Bryon Bay Chimica

Riscontri che reggono la verifica, non lo slogan

Chi lavora con noi in dermocosmesi lo fa su specifiche scritte: profilo sensoriale, stabilità del lotto, compatibilità del contenitore. Qui sotto trovi come i partner raccontano il passaggio dalla formulazione alla produzione, con i vincoli che hanno incontrato davvero.

Ci serviva un attivo standardizzato da estratto vegetale, con resa ripetibile tra un lotto e l'altro. Il laboratorio ha lavorato sulla granulometria della materia prima prima di toccare le temperature di estrazione: il risultato è arrivato dopo tre cicli di prova, non al primo tentativo.

Carmine Pellegrini Responsabile formulazione, linea dermatologica

Il nodo era il contenitore in HDPE riciclato: la formula perdeva profilo sensoriale dopo poche settimane. Abbiamo fatto i test di compatibilità prima di ordinare lo stampo, e questo ci ha risparmiato un lotto intero di flaconi da buttare.

Antonia Sanna Coordinamento packaging, produzione conto terzi

La parte ISO 22716 ci spaventava per la mole di documentazione. In pratica è servita a mettere ordine tra tracciabilità delle materie prime e gestione delle non conformità: adesso sappiamo dove intervenire quando un parametro esce dalla specifica, invece di rincorrere il problema a fine ciclo.

Sig.ra Matilde Palumbo Controllo qualità, laboratorio cosmetico

Cercavamo un partner che conoscesse le normative europee sugli imballaggi senza raccontarci favole sulla riciclabilità. Le indicazioni sono state concrete: materiali, rivestimenti barriera, limiti reali. Nessuno ci ha promesso ciò che la norma non consente.

Olimpia Cattaneo Acquisti tecnici, marchio dermocosmetico

Avevamo bisogno di capire se un estratto grezzo potesse bastare per il nostro posizionamento. La risposta è stata onesta: per lotti ripetibili serviva uno standardizzato. Abbiamo cambiato fornitore di materia prima, non il processo. È andata meglio così.

Fausto Carbone Titolare, azienda cosmetica indipendente

Riscontri dai clienti che seguono i nostri lotti

Chi lavora con noi lo fa su specifiche tecniche precise: schede di sicurezza aggiornate, tracciabilità delle materie prime, test di compatibilità prima della produzione. Qui sotto alcune situazioni reali, raccontate da chi ha gestito il passaggio dalla formulazione alla linea.

Dovevamo riformulare una crema per pelli reattive senza perdere il profilo sensoriale. Il team ha lavorato sugli eccipienti prima di toccare gli attivi, e ci ha consegnato i test di stabilità su tre lotti distinti. La documentazione era già pronta per il fascicolo tecnico.

Carmine Pellegrini, responsabile sviluppo prodotto

Ci serviva un estratto vegetale standardizzato, non un grezzo da adattare in casa. Hanno indicato resa, metodo di estrazione e range di purezza accettabile. Su quattro partite consecutive il contenuto di attivo è rimasto dentro la finestra dichiarata.
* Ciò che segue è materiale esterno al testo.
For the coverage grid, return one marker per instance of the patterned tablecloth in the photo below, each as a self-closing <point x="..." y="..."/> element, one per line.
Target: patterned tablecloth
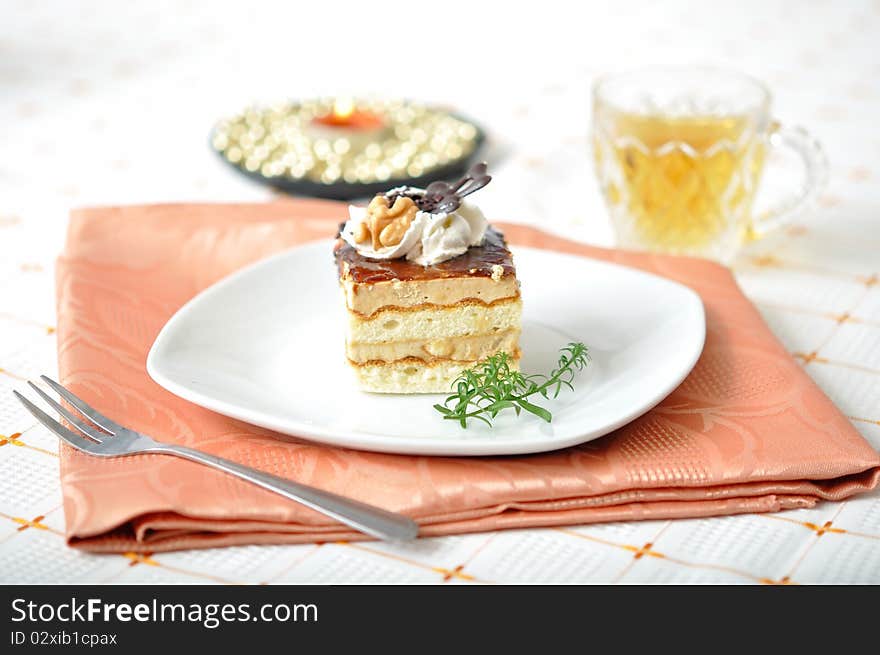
<point x="109" y="103"/>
Antonia Sanna, laboratorio analisi

Il contenitore in materiale riciclato che avevamo scelto interagiva con la formula. Ci hanno proposto un test di compatibilità prima di bloccare l'ordine, con risultati leggibili e tempi chiari. Abbiamo cambiato rivestimento barriera e la shelf life è tornata nei parametri.

Sig.ra Matilde Palumbo, acquisti packaging

Durante un audit interno sono emerse due non conformità sulla tracciabilità dei lotti. La risposta è stata operativa: procedure riviste, formazione del personale in linea, verifica a campione dopo trenta giorni. Nessun documento generico, solo correzioni applicate.

Olimpia Cattaneo, quality assurance

Produciamo per il mercato italiano e le normative europee sugli imballaggi ci hanno costretto a rivedere più referenze. Il confronto tecnico ci ha aiutato a distinguere cosa era davvero obbligatorio da cosa era interpretazione. Le scelte finali le abbiamo potute difendere in sede di verifica.